Garriga: Well, I mean, the system definitely likes to engage with all constituents, but it’s difficult because of the content of our material is usually highly technical. So, in some sense, FRED really offers a clear gateway to access educators and their students all the way to senior constituents, which I think is fantastic. And that explains why in the system, 20% of the traffic is entirely driven by FRED, and if you think about it, that’s essentially 1 out of 5. So, that is terrific access for people that want to come to the system, and eventually, they may end up perusing in some of the other websites within the system. I think it provides a clear and unique opportunity to showcase the Fed to our constituents.
Tuteja: Yeah. And I would say having recently come from the private sector, obviously, when people think of the Fed, they think of its role as a regulator, its role, obviously, in leading monetary policy, but having come from the fintech and crypto world, the very next thing is “Oh, and a FRED app,” right? So, I think the level of brand recognition that the FRED app or FRED has in amplifying the Federal Reserve’s brand is also a very powerful additive.
We’re going to pivot a little bit to, as I like to call, Keith API Taylor to also talk to us a little bit about the enterprise persona, which was kind of a new thing I learned.
Taylor: Yeah. So, FRED has had an API for more than 10 years now, 15 years, and it’s actually the most popular part of FRED. We actually ran some statistics on it. We saw that we had about 1.1 billion requests in an 11-month period. And this is, like you said, the enterprise users, so these are investment banks, hedge funds, regular banks, business institutions that are all trying to get as much data as they can as quickly as possible. So, it’s a relatively small number of users who are just constantly hitting FRED and just constantly getting the latest data, latest data, latest data and populating their own backend systems. So, it’s like a completely different type of user than we think of when we think of the FRED user and the educators and just really demonstrates the breadth of the types of users that we have.

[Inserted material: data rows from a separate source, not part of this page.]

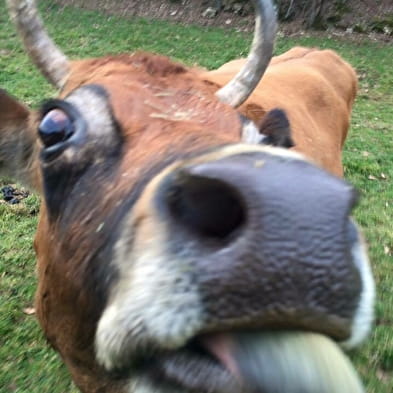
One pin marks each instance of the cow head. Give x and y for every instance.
(164, 242)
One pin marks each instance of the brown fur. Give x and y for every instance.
(315, 88)
(163, 109)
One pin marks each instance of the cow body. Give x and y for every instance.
(163, 228)
(315, 88)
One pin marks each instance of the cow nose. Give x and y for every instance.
(271, 225)
(208, 207)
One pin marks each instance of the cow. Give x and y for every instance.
(187, 214)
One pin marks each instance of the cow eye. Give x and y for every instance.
(56, 127)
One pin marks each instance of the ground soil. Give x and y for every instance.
(358, 17)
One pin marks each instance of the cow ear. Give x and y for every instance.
(18, 158)
(276, 129)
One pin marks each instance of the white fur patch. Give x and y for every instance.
(364, 316)
(154, 305)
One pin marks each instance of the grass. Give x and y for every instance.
(26, 364)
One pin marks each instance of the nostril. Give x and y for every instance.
(209, 207)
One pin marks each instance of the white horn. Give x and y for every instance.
(236, 91)
(45, 54)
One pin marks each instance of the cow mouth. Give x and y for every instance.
(267, 362)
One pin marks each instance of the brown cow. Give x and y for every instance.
(162, 236)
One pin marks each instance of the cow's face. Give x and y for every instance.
(166, 245)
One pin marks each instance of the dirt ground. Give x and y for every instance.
(361, 14)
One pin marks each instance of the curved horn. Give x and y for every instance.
(236, 91)
(45, 54)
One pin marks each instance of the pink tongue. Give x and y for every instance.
(220, 345)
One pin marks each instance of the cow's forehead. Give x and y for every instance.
(150, 96)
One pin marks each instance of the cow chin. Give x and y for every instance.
(180, 315)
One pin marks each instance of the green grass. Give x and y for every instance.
(26, 364)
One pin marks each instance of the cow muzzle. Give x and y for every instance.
(234, 261)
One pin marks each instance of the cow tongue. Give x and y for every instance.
(285, 362)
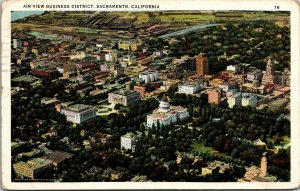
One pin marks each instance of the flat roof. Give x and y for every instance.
(25, 78)
(35, 163)
(79, 107)
(57, 156)
(125, 92)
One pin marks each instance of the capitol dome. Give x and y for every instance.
(164, 105)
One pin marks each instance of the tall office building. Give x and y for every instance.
(201, 65)
(263, 166)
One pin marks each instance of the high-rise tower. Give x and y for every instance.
(270, 69)
(201, 65)
(263, 166)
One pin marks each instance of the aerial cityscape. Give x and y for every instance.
(169, 96)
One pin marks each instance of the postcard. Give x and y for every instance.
(150, 94)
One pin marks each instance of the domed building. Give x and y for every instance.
(166, 114)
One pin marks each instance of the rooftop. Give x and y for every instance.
(57, 156)
(124, 92)
(34, 164)
(79, 107)
(25, 78)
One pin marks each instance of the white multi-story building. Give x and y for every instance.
(235, 99)
(249, 99)
(149, 76)
(78, 56)
(234, 68)
(124, 97)
(17, 43)
(79, 113)
(254, 75)
(187, 88)
(166, 114)
(128, 140)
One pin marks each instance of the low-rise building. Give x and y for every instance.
(33, 169)
(79, 113)
(249, 99)
(214, 96)
(149, 76)
(234, 99)
(188, 88)
(128, 140)
(57, 157)
(166, 114)
(124, 97)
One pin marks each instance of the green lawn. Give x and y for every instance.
(201, 148)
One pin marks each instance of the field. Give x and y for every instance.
(199, 147)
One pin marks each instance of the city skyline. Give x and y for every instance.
(151, 96)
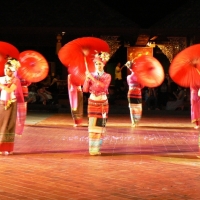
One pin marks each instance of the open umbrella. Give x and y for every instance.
(185, 67)
(149, 71)
(78, 55)
(34, 66)
(7, 50)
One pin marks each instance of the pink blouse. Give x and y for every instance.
(99, 86)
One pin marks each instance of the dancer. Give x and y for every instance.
(134, 96)
(97, 84)
(76, 101)
(195, 105)
(11, 90)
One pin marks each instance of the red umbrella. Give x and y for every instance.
(149, 71)
(185, 67)
(78, 55)
(34, 66)
(7, 50)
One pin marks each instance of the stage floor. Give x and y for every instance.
(156, 160)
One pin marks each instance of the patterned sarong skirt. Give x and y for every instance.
(97, 114)
(7, 127)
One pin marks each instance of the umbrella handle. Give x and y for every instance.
(86, 65)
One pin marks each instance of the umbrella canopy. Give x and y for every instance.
(185, 67)
(149, 71)
(78, 56)
(34, 66)
(7, 50)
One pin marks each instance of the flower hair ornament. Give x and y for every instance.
(12, 64)
(102, 57)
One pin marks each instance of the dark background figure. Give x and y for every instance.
(119, 85)
(163, 93)
(151, 98)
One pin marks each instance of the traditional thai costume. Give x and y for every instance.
(97, 109)
(76, 101)
(134, 98)
(10, 120)
(195, 105)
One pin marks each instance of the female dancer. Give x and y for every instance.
(195, 105)
(10, 91)
(97, 84)
(134, 96)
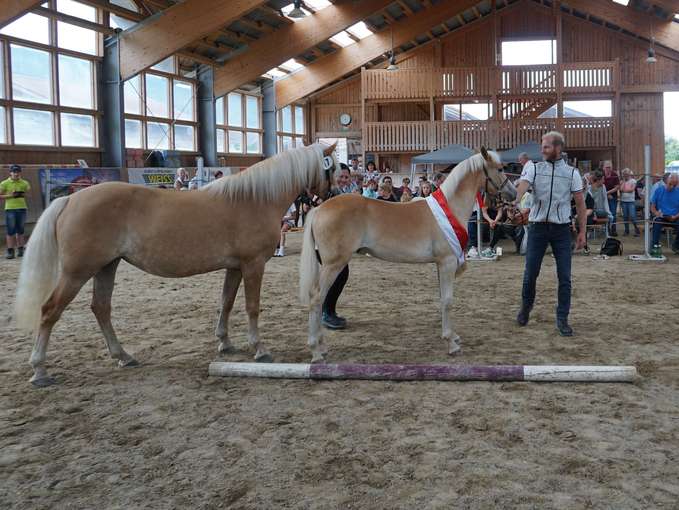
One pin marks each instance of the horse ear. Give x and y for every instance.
(485, 154)
(329, 150)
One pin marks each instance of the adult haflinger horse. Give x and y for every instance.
(232, 223)
(421, 231)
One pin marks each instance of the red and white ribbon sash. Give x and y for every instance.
(452, 229)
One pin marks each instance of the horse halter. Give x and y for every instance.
(498, 190)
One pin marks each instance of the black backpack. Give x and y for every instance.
(611, 247)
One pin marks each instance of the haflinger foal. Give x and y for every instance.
(431, 230)
(232, 223)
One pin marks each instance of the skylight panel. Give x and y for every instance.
(360, 30)
(291, 65)
(286, 10)
(342, 39)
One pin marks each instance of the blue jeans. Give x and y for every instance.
(658, 224)
(629, 213)
(559, 237)
(15, 219)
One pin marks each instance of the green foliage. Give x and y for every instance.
(671, 150)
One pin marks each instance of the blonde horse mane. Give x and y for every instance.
(283, 173)
(472, 164)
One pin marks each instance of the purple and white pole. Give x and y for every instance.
(417, 372)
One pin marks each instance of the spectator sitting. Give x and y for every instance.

Another thing that I think is really interesting from an innovation standpoint is as soon as we put out the API, programmers started creating API wrappers for our API, so in all these different languages and statistical packages – so, everything from Python and R to even Lisp and some other kind of less-common languages – and they reach out to us and say, “Hey, can you put it on your API documentation?” So, we have a whole list of wrappers for all these different kinds of programming languages, and it never occurred to us to actually suggest to people to do this. They just started doing it and emailing us. Kind of one of these built it and they will come, things that we just didn’t expect to see.
Tuteja: Which usually doesn’t work out for most businesses that have that as a strategy.
Taylor: Yes, exactly.
Tuteja: But I think, again, it highlights just when you create utility – right? – and people are drawn to it, and what I’m also sensing as you’re describing these different personas is the diversity of the user sets. So, Yvetta, now I get it when you started your answer with “There’s so many personas.” But I think also, this inclusive community that you’re building, and they are all coming from different walks of life for different reasons, but in a way, FRED is like the unifier experience.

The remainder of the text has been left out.